Beth watched all of it, helpless. Mariana never wanted to hear the truth about Lily: that she was a user, a manipulator. That she didn’t love Mariana the way Beth did. That in the stretches when she was away, out of sight, Beth was certain that people were dying. She could never prove it, could never find Lily when she truly wanted to be lost. But Beth knew her half sister, and she knew that when Lily was in one of her cold, angry moods, someone somewhere was going to die.

“She’s just lonely,” Mariana would say in Lily’s defense, over and over. “All those foster homes. She’s starved for a mother’s love.”

I’m starved for a mother’s love, Beth wanted to shout, her inner six-year-old still in pain. But it would have made no difference; Mariana wouldn’t hear it. She had only now edged into the territory in which she could admit, even obliquely, that she was Lily’s mother. She was too fragile for anything more.

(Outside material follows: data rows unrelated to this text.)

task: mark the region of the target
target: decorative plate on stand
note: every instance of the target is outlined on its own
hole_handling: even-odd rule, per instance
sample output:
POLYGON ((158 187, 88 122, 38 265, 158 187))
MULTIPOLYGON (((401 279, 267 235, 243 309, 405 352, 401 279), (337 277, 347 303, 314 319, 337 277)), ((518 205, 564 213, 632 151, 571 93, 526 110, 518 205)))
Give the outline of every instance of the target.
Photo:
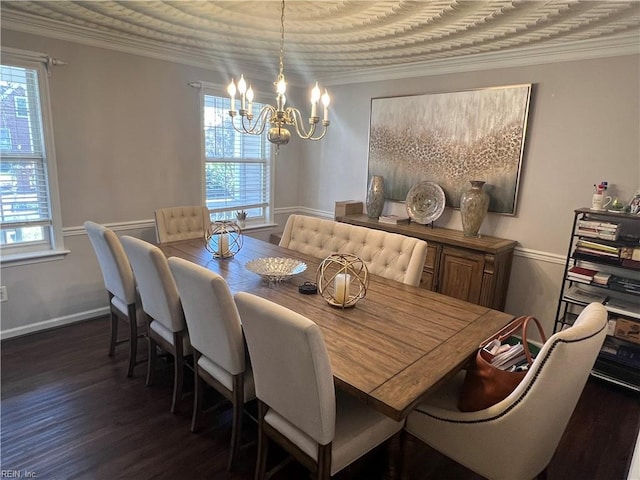
POLYGON ((420 182, 407 193, 407 213, 416 223, 435 222, 444 212, 444 204, 444 190, 435 182, 420 182))

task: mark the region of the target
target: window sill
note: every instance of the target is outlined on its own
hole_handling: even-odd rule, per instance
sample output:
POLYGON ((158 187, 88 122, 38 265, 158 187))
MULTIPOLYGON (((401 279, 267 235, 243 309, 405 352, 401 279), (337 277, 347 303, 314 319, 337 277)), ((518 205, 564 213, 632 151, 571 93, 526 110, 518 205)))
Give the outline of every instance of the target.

Beth stayed silent to keep her mother safe. But when Lily was home, she always hurt her mother, cutting her with words, punching her with accusations: Look at you. What’s wrong with you? You don’t care about me. You never cared. That’s why you sent me away every year.

One night, Lily and Mariana screamed at each other, Mariana with tears streaming down her face. You failed me, Lily shouted while Beth stood in the living room doorway, unable to stop either of them. You never loved me. I hate you. Everything that’s happened to me is your fault.

And Mariana: I didn’t know what else to do. I loved you so much, Lily. I loved you more than anything. I didn’t know what else to do.

It ended, as it always did, with Lily leaving, slamming the door behind her. Mariana, already half-drunk, drank more. But Mariana was on those pills: What were they? Uppers? Downers? Where had she gotten them? She was always so secretive, especially with Beth.

Maybe Beth could have stopped her mother from drinking so much and taking pills. Maybe she should have. But she looked at Mariana’s bleary eyes and her tearstained face, and the words rang in her head: I loved you more than anything. And Beth went to bed.

When she heard her mother leave her bedroom in the middle of the night, mumbling to herself as she walked down the corridor to the stairs, Beth got up and followed her. She watched as Mariana, clutched in some paranoid delusion that only she could see, went out the front door and got into her car. Beth listened to the car drive away, and she did nothing.